Tuesday, May 31, 2016
Monday, May 30, 2016
(An edited edition)
Sunday, May 29, 2016
Saturday, May 28, 2016
An exchange of commentary from myself & Nicholas Klacsanzky on "Up the Mtn #120". On the Google + "Poets" Community.
I feel this could be a lot simpler. "shimmering" implies there is sunlight and the last two lines are implied by the third line.
It could be:
and leaves shimmer
We could make "shimmering" to be "shimmer" in order for it to be more immeditate as well.
Yes I see ur point Nicholas. Your edits would make this tanka a simpler, and briefer haiku. Although I had a lot more I was trying to communicate in this tanka. Shimmering suggests more of a present tense & implies a little more movement in the leaves than shimmer. Also "hallelujah" connotes christian spirituality is present in nature "every where", which is also momentarily binds the divinity within Christianity with the divinity of Taoism, Shinto, & the Buddhist History of Nature present in Japanese Haiku & Tanka. Also "divine incarnations" implies not just the ferns but all in nature and of the images everywhere in this haiga and those we might conjure up in our heads while reading this poem. In the rocks, dirt, trees, shimmering waters on the fern leaves, the air, etc. These divine incarnations everywhere and especially in nature where adam & eve were banished to are not what we in the west usually associate to be occurring in nature. Nature is usually associated with being exclusively being present for the Christian "Man" to bend to his will as a resource to be molded rather than being something that is as divine in as of itself just as Christ or God, or Buddha might be.
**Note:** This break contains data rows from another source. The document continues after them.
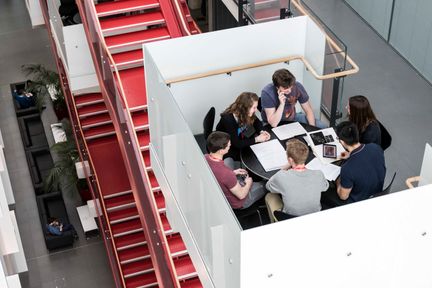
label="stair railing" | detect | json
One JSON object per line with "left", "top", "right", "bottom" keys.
{"left": 38, "top": 1, "right": 124, "bottom": 286}
{"left": 76, "top": 0, "right": 181, "bottom": 286}
{"left": 170, "top": 0, "right": 201, "bottom": 36}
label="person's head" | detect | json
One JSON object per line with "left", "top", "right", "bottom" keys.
{"left": 286, "top": 139, "right": 309, "bottom": 166}
{"left": 17, "top": 89, "right": 25, "bottom": 96}
{"left": 223, "top": 92, "right": 259, "bottom": 126}
{"left": 347, "top": 95, "right": 377, "bottom": 132}
{"left": 48, "top": 217, "right": 59, "bottom": 225}
{"left": 207, "top": 131, "right": 231, "bottom": 154}
{"left": 272, "top": 69, "right": 296, "bottom": 93}
{"left": 336, "top": 121, "right": 359, "bottom": 148}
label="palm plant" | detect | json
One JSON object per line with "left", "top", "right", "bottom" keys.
{"left": 44, "top": 119, "right": 86, "bottom": 194}
{"left": 21, "top": 64, "right": 67, "bottom": 117}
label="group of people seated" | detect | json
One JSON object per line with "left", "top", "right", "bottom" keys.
{"left": 205, "top": 68, "right": 386, "bottom": 221}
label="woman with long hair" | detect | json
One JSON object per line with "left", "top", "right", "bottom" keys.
{"left": 347, "top": 95, "right": 381, "bottom": 146}
{"left": 216, "top": 92, "right": 270, "bottom": 160}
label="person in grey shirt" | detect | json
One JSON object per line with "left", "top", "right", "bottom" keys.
{"left": 266, "top": 139, "right": 329, "bottom": 217}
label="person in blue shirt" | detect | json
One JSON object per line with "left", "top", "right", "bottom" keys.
{"left": 260, "top": 69, "right": 326, "bottom": 128}
{"left": 46, "top": 218, "right": 78, "bottom": 239}
{"left": 321, "top": 121, "right": 386, "bottom": 207}
{"left": 13, "top": 89, "right": 35, "bottom": 109}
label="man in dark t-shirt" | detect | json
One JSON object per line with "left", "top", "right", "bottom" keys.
{"left": 260, "top": 69, "right": 326, "bottom": 128}
{"left": 322, "top": 121, "right": 386, "bottom": 207}
{"left": 205, "top": 131, "right": 266, "bottom": 209}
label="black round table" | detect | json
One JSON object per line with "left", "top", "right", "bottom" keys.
{"left": 240, "top": 121, "right": 320, "bottom": 180}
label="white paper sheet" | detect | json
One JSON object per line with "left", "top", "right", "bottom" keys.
{"left": 250, "top": 139, "right": 287, "bottom": 172}
{"left": 272, "top": 122, "right": 307, "bottom": 140}
{"left": 306, "top": 158, "right": 341, "bottom": 181}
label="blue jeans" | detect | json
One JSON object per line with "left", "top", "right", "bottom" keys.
{"left": 294, "top": 113, "right": 327, "bottom": 129}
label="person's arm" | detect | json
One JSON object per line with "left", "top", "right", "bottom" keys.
{"left": 230, "top": 177, "right": 253, "bottom": 200}
{"left": 263, "top": 89, "right": 287, "bottom": 128}
{"left": 300, "top": 100, "right": 316, "bottom": 126}
{"left": 265, "top": 172, "right": 282, "bottom": 193}
{"left": 336, "top": 170, "right": 353, "bottom": 200}
{"left": 253, "top": 118, "right": 270, "bottom": 142}
{"left": 321, "top": 173, "right": 330, "bottom": 192}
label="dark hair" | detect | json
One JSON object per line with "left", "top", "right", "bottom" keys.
{"left": 272, "top": 69, "right": 296, "bottom": 89}
{"left": 17, "top": 89, "right": 25, "bottom": 95}
{"left": 336, "top": 121, "right": 359, "bottom": 146}
{"left": 348, "top": 95, "right": 377, "bottom": 133}
{"left": 286, "top": 139, "right": 308, "bottom": 164}
{"left": 48, "top": 217, "right": 58, "bottom": 224}
{"left": 207, "top": 131, "right": 230, "bottom": 153}
{"left": 222, "top": 92, "right": 259, "bottom": 126}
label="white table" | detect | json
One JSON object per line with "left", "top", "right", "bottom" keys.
{"left": 76, "top": 205, "right": 98, "bottom": 238}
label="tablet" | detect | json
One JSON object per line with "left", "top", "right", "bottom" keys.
{"left": 323, "top": 144, "right": 337, "bottom": 158}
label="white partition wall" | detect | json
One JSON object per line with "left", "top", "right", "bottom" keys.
{"left": 240, "top": 185, "right": 432, "bottom": 288}
{"left": 419, "top": 143, "right": 432, "bottom": 186}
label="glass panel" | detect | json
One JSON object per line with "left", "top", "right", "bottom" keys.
{"left": 46, "top": 0, "right": 68, "bottom": 66}
{"left": 147, "top": 53, "right": 242, "bottom": 287}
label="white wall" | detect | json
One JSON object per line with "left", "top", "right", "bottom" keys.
{"left": 419, "top": 143, "right": 432, "bottom": 186}
{"left": 24, "top": 0, "right": 44, "bottom": 27}
{"left": 240, "top": 184, "right": 432, "bottom": 288}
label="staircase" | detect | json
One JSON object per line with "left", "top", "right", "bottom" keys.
{"left": 74, "top": 0, "right": 203, "bottom": 286}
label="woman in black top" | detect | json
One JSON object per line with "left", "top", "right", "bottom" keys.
{"left": 216, "top": 92, "right": 270, "bottom": 160}
{"left": 347, "top": 95, "right": 381, "bottom": 146}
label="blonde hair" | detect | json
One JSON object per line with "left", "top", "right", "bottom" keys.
{"left": 286, "top": 139, "right": 308, "bottom": 164}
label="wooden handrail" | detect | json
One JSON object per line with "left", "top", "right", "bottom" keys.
{"left": 166, "top": 53, "right": 354, "bottom": 84}
{"left": 406, "top": 176, "right": 421, "bottom": 189}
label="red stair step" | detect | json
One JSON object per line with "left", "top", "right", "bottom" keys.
{"left": 132, "top": 110, "right": 149, "bottom": 128}
{"left": 160, "top": 213, "right": 172, "bottom": 232}
{"left": 112, "top": 49, "right": 144, "bottom": 70}
{"left": 174, "top": 255, "right": 196, "bottom": 280}
{"left": 108, "top": 206, "right": 139, "bottom": 223}
{"left": 111, "top": 218, "right": 143, "bottom": 236}
{"left": 137, "top": 130, "right": 150, "bottom": 149}
{"left": 118, "top": 244, "right": 150, "bottom": 264}
{"left": 117, "top": 67, "right": 147, "bottom": 108}
{"left": 122, "top": 258, "right": 154, "bottom": 277}
{"left": 83, "top": 124, "right": 115, "bottom": 139}
{"left": 74, "top": 93, "right": 103, "bottom": 106}
{"left": 105, "top": 27, "right": 170, "bottom": 53}
{"left": 168, "top": 234, "right": 187, "bottom": 255}
{"left": 154, "top": 192, "right": 165, "bottom": 211}
{"left": 77, "top": 102, "right": 108, "bottom": 117}
{"left": 180, "top": 277, "right": 203, "bottom": 288}
{"left": 142, "top": 150, "right": 151, "bottom": 167}
{"left": 105, "top": 193, "right": 135, "bottom": 210}
{"left": 100, "top": 11, "right": 166, "bottom": 36}
{"left": 147, "top": 171, "right": 158, "bottom": 188}
{"left": 125, "top": 271, "right": 157, "bottom": 288}
{"left": 96, "top": 0, "right": 160, "bottom": 17}
{"left": 80, "top": 113, "right": 112, "bottom": 128}
{"left": 115, "top": 232, "right": 147, "bottom": 250}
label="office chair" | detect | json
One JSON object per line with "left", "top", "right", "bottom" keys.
{"left": 371, "top": 172, "right": 396, "bottom": 198}
{"left": 233, "top": 203, "right": 264, "bottom": 229}
{"left": 203, "top": 107, "right": 215, "bottom": 141}
{"left": 378, "top": 121, "right": 392, "bottom": 151}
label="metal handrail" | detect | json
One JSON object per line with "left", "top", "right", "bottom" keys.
{"left": 38, "top": 1, "right": 124, "bottom": 286}
{"left": 76, "top": 0, "right": 181, "bottom": 286}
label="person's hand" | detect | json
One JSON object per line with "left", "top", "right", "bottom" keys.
{"left": 278, "top": 89, "right": 287, "bottom": 106}
{"left": 255, "top": 132, "right": 268, "bottom": 143}
{"left": 340, "top": 151, "right": 350, "bottom": 159}
{"left": 234, "top": 168, "right": 247, "bottom": 175}
{"left": 245, "top": 176, "right": 253, "bottom": 185}
{"left": 260, "top": 131, "right": 271, "bottom": 141}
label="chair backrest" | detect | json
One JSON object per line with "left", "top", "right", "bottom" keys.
{"left": 273, "top": 210, "right": 297, "bottom": 221}
{"left": 372, "top": 172, "right": 396, "bottom": 198}
{"left": 257, "top": 97, "right": 262, "bottom": 113}
{"left": 203, "top": 107, "right": 215, "bottom": 140}
{"left": 378, "top": 121, "right": 392, "bottom": 151}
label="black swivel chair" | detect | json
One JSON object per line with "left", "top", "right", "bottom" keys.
{"left": 273, "top": 210, "right": 297, "bottom": 221}
{"left": 234, "top": 204, "right": 264, "bottom": 229}
{"left": 378, "top": 121, "right": 392, "bottom": 151}
{"left": 371, "top": 172, "right": 397, "bottom": 198}
{"left": 203, "top": 107, "right": 215, "bottom": 141}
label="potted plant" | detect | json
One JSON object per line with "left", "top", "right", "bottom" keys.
{"left": 44, "top": 119, "right": 91, "bottom": 201}
{"left": 21, "top": 64, "right": 69, "bottom": 120}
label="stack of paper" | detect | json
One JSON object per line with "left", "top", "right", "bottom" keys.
{"left": 306, "top": 158, "right": 341, "bottom": 181}
{"left": 272, "top": 122, "right": 307, "bottom": 140}
{"left": 304, "top": 128, "right": 346, "bottom": 164}
{"left": 250, "top": 139, "right": 287, "bottom": 172}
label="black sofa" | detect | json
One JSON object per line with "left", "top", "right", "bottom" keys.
{"left": 18, "top": 114, "right": 48, "bottom": 149}
{"left": 10, "top": 82, "right": 38, "bottom": 117}
{"left": 25, "top": 147, "right": 54, "bottom": 191}
{"left": 36, "top": 192, "right": 74, "bottom": 250}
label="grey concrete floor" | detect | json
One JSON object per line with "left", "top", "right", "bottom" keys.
{"left": 303, "top": 0, "right": 432, "bottom": 192}
{"left": 0, "top": 0, "right": 114, "bottom": 287}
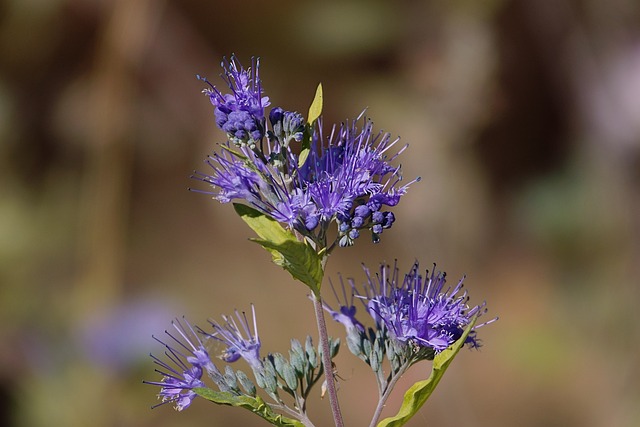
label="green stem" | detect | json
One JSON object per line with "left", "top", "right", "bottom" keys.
{"left": 311, "top": 292, "right": 344, "bottom": 427}
{"left": 270, "top": 401, "right": 315, "bottom": 427}
{"left": 369, "top": 362, "right": 411, "bottom": 427}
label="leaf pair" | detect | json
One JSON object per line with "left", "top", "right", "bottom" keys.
{"left": 232, "top": 84, "right": 325, "bottom": 294}
{"left": 233, "top": 204, "right": 324, "bottom": 295}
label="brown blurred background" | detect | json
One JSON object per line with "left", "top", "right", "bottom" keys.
{"left": 1, "top": 0, "right": 639, "bottom": 426}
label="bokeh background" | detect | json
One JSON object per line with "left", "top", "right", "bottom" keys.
{"left": 1, "top": 0, "right": 639, "bottom": 426}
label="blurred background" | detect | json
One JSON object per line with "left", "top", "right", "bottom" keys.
{"left": 1, "top": 0, "right": 639, "bottom": 426}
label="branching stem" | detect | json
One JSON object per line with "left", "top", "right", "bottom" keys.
{"left": 369, "top": 362, "right": 411, "bottom": 427}
{"left": 311, "top": 293, "right": 344, "bottom": 427}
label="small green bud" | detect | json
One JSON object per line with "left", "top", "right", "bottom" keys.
{"left": 236, "top": 370, "right": 257, "bottom": 397}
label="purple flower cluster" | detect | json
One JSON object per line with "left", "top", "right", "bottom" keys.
{"left": 145, "top": 307, "right": 263, "bottom": 410}
{"left": 144, "top": 319, "right": 212, "bottom": 411}
{"left": 200, "top": 57, "right": 269, "bottom": 146}
{"left": 146, "top": 55, "right": 494, "bottom": 424}
{"left": 325, "top": 261, "right": 495, "bottom": 353}
{"left": 269, "top": 107, "right": 305, "bottom": 146}
{"left": 203, "top": 305, "right": 262, "bottom": 371}
{"left": 194, "top": 57, "right": 418, "bottom": 249}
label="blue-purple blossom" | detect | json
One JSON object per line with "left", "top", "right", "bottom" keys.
{"left": 326, "top": 262, "right": 495, "bottom": 353}
{"left": 204, "top": 305, "right": 263, "bottom": 371}
{"left": 193, "top": 57, "right": 418, "bottom": 251}
{"left": 145, "top": 319, "right": 217, "bottom": 411}
{"left": 371, "top": 263, "right": 491, "bottom": 351}
{"left": 323, "top": 275, "right": 365, "bottom": 334}
{"left": 200, "top": 56, "right": 270, "bottom": 145}
{"left": 269, "top": 107, "right": 305, "bottom": 146}
{"left": 194, "top": 117, "right": 418, "bottom": 249}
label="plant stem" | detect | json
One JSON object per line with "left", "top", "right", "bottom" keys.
{"left": 311, "top": 293, "right": 345, "bottom": 427}
{"left": 368, "top": 363, "right": 411, "bottom": 427}
{"left": 271, "top": 402, "right": 315, "bottom": 427}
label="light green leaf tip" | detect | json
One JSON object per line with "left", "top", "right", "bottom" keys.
{"left": 233, "top": 203, "right": 323, "bottom": 295}
{"left": 307, "top": 83, "right": 323, "bottom": 125}
{"left": 297, "top": 147, "right": 310, "bottom": 169}
{"left": 194, "top": 388, "right": 304, "bottom": 427}
{"left": 298, "top": 83, "right": 323, "bottom": 168}
{"left": 376, "top": 315, "right": 479, "bottom": 427}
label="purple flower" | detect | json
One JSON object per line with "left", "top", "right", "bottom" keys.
{"left": 301, "top": 116, "right": 419, "bottom": 247}
{"left": 368, "top": 262, "right": 494, "bottom": 352}
{"left": 194, "top": 57, "right": 418, "bottom": 250}
{"left": 145, "top": 319, "right": 217, "bottom": 411}
{"left": 326, "top": 262, "right": 495, "bottom": 353}
{"left": 200, "top": 56, "right": 270, "bottom": 145}
{"left": 204, "top": 305, "right": 263, "bottom": 371}
{"left": 196, "top": 148, "right": 264, "bottom": 204}
{"left": 194, "top": 113, "right": 418, "bottom": 250}
{"left": 269, "top": 107, "right": 305, "bottom": 146}
{"left": 323, "top": 275, "right": 365, "bottom": 334}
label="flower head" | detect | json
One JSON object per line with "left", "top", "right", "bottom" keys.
{"left": 194, "top": 57, "right": 418, "bottom": 251}
{"left": 193, "top": 107, "right": 418, "bottom": 250}
{"left": 145, "top": 319, "right": 215, "bottom": 411}
{"left": 298, "top": 115, "right": 418, "bottom": 247}
{"left": 326, "top": 261, "right": 495, "bottom": 354}
{"left": 200, "top": 56, "right": 270, "bottom": 146}
{"left": 269, "top": 107, "right": 305, "bottom": 147}
{"left": 368, "top": 262, "right": 494, "bottom": 352}
{"left": 204, "top": 305, "right": 263, "bottom": 371}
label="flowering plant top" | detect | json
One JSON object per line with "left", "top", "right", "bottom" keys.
{"left": 194, "top": 56, "right": 419, "bottom": 253}
{"left": 146, "top": 56, "right": 495, "bottom": 427}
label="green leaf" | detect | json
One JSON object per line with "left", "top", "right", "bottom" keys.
{"left": 194, "top": 388, "right": 304, "bottom": 427}
{"left": 233, "top": 203, "right": 323, "bottom": 295}
{"left": 307, "top": 83, "right": 323, "bottom": 125}
{"left": 297, "top": 146, "right": 311, "bottom": 169}
{"left": 376, "top": 316, "right": 479, "bottom": 427}
{"left": 298, "top": 83, "right": 323, "bottom": 168}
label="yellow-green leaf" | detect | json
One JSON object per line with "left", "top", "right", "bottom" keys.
{"left": 194, "top": 388, "right": 304, "bottom": 427}
{"left": 297, "top": 147, "right": 310, "bottom": 169}
{"left": 233, "top": 203, "right": 323, "bottom": 295}
{"left": 307, "top": 83, "right": 323, "bottom": 125}
{"left": 298, "top": 83, "right": 323, "bottom": 168}
{"left": 376, "top": 316, "right": 479, "bottom": 427}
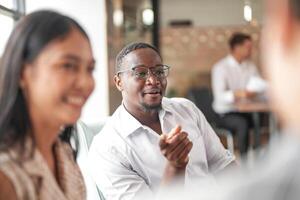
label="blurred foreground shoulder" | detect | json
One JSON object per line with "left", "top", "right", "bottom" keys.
{"left": 0, "top": 170, "right": 17, "bottom": 200}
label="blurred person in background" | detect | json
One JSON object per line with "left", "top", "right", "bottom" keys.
{"left": 168, "top": 0, "right": 300, "bottom": 199}
{"left": 212, "top": 32, "right": 266, "bottom": 157}
{"left": 0, "top": 10, "right": 95, "bottom": 199}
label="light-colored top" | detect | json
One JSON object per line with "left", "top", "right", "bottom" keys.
{"left": 165, "top": 129, "right": 300, "bottom": 200}
{"left": 0, "top": 137, "right": 86, "bottom": 200}
{"left": 212, "top": 55, "right": 262, "bottom": 114}
{"left": 88, "top": 97, "right": 235, "bottom": 200}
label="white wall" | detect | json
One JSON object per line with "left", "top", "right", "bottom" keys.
{"left": 26, "top": 0, "right": 109, "bottom": 123}
{"left": 0, "top": 15, "right": 14, "bottom": 56}
{"left": 161, "top": 0, "right": 264, "bottom": 27}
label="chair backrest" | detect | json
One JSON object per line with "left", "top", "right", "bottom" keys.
{"left": 74, "top": 120, "right": 106, "bottom": 200}
{"left": 187, "top": 87, "right": 220, "bottom": 125}
{"left": 81, "top": 121, "right": 106, "bottom": 149}
{"left": 187, "top": 88, "right": 235, "bottom": 153}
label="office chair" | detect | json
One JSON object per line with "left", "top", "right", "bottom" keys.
{"left": 74, "top": 120, "right": 106, "bottom": 200}
{"left": 187, "top": 87, "right": 234, "bottom": 153}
Yet being redundant I felt I could better bind these images together in the readers eye, all of which is harder to do in a haiku. I was trying to bind the plethora of religious beliefs into a unified spiritual moment. akin to a spiritual koan.
I wrote it for three Christian, Buddhist, and Shinto (church, temple, shrine) organizations in Sapporo, Japan. It was supposed to be a poem that speaks to all in a unifying way during a community celebration.
I did not get the conotation of being related to all religions. Maybe you could have other religious exclamations besides the Christian one.
Well I did refer to the some of the Dharmic Religions (Buddhist, Taoist, & Shinto) when I spoke of nature being divinity. But as you suggested I will play with doing some in haiku as well.